A huge fraction of my life I spent trying to be smaller. When I was in elementary school, I learned that people don’t like people who are outliers. People have resentment for people who are different. In our school we had a chess club I did not join during my kindergarten year, which is what the kids who were hardcore did, I joined in third grade. In retrospect, I didn’t show up in my own life. In my jobs, I liked hiding with the data set.
The last two years have been a really interesting process for me. I was terrified when I went into the Senate to testify. I remember just sitting there kind of numb afterward; all the adrenaline was gone. And now I’ve been forced to show up in my own life. I’ve learned that it is important to say what you mean, and it’s important to say what you think is needed. And that you can hide or you can be out in the open.
Do you feel that Silicon Valley itself, not just Meta, suffers from those problems?
There are systemic challenges. Venture capital funding is raised on two-year increments. You don’t come in and say, “this is a continuous process where we’ll figure things out”—value has to be created quickly. That creates different kinds of thinking and different kinds of cultures. Facebook would not have gotten probably as big as it did otherwise. It might not have won the social media wars if it had to be as responsible as we’re currently asking them to be. Growth and safety do trade off. I think Facebook could be safe today and profitable. And I think we’re seeing a replay of that right now with large language models.
Zuckerberg—and others in charge of companies with leakers—say employees sharing internal documents are disloyal and betraying the company that pays their salary. What’s your response to that?

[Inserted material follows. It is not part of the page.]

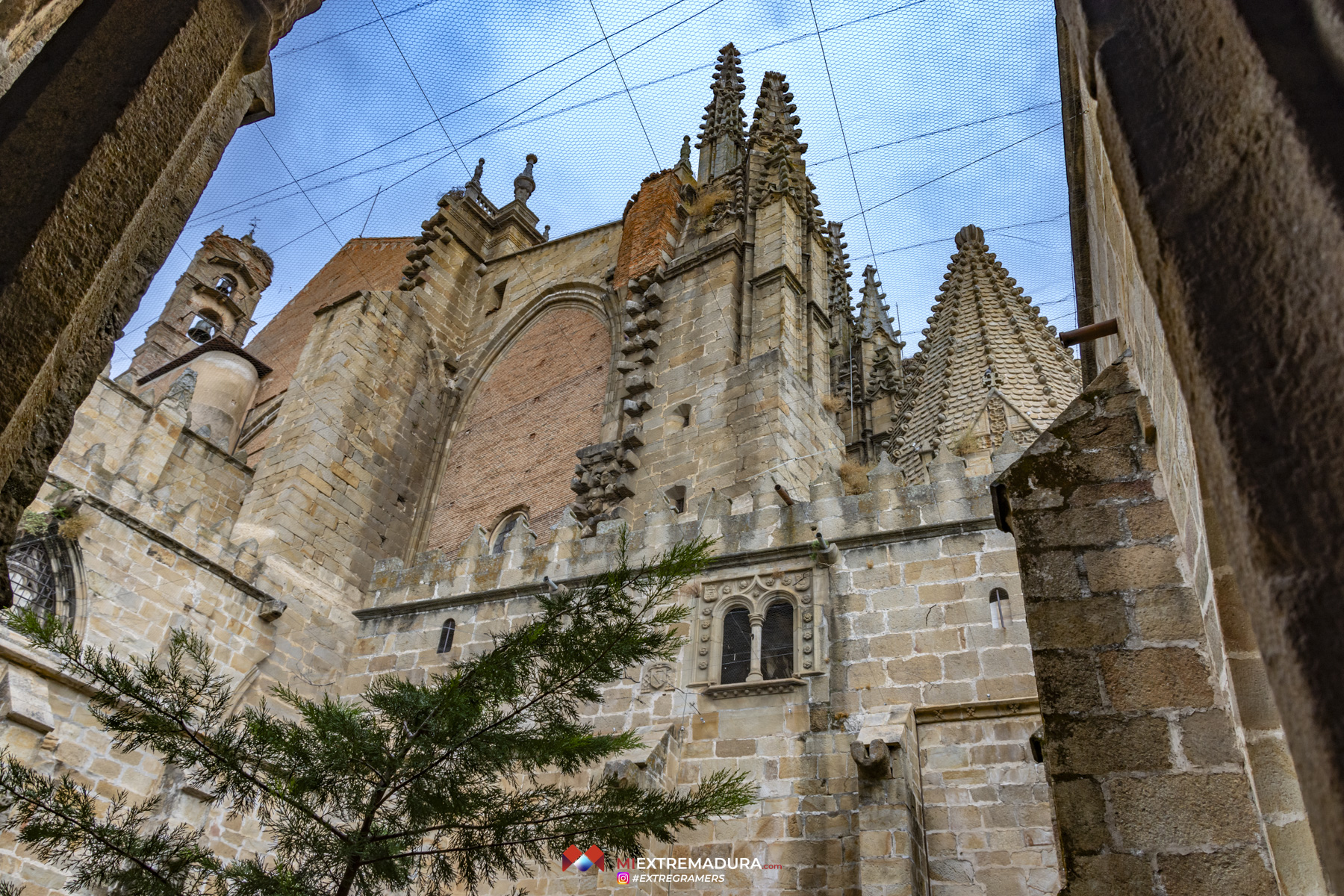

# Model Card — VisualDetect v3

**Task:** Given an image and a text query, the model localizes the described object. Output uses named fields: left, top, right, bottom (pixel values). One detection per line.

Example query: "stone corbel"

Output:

If I hadn’t watched the human consequences of organizational underinvestment [to fix the product] and a lack of organizational commitment, I don’t know if I could have acted like I did. I watched multiple friends really profoundly burn out, developing mental health issues. Whistleblowing made me loyal to my coworkers. And I think I’m loyal to the long-term success of Facebook, because I don’t think Facebook can succeed in the next 20 years unless it figures out how to be a positive force in society.
So Facebook should honor you for calling it out?
I don’t need to be honored, I live by the ocean. What I would love is for us to get this all squared away. Then I can go back to being a data scientist and code by the ocean.
You haven’t poisoned your prospects by being a whistleblower?
No. Since I came out, I’ve gotten at least five or six job offers, largely from other social media companies. I have tried really, really hard not to villainize Facebook, and to be fair. There are a number of senior people at companies—you’d be surprised to hear the names—who’ve told me, “We’ve been watching, we’re impressed with how you handled things.”
Facebook among them?
No. I’m a persona non grata there.
Meanwhile, for all the torments you describe in your book—lack of respect, dire health issues, a broken marriage, and misery in your job that led to a scary decision to go public—you seem happy now. You’re remarried, you live in a beach paradise in Puerto Rico, people solicit your view as an expert, and you’ve just published your book.
I think it’s a happy ending. I came into whistleblowing with very, very low expectations. I wanted to be able to sleep at night.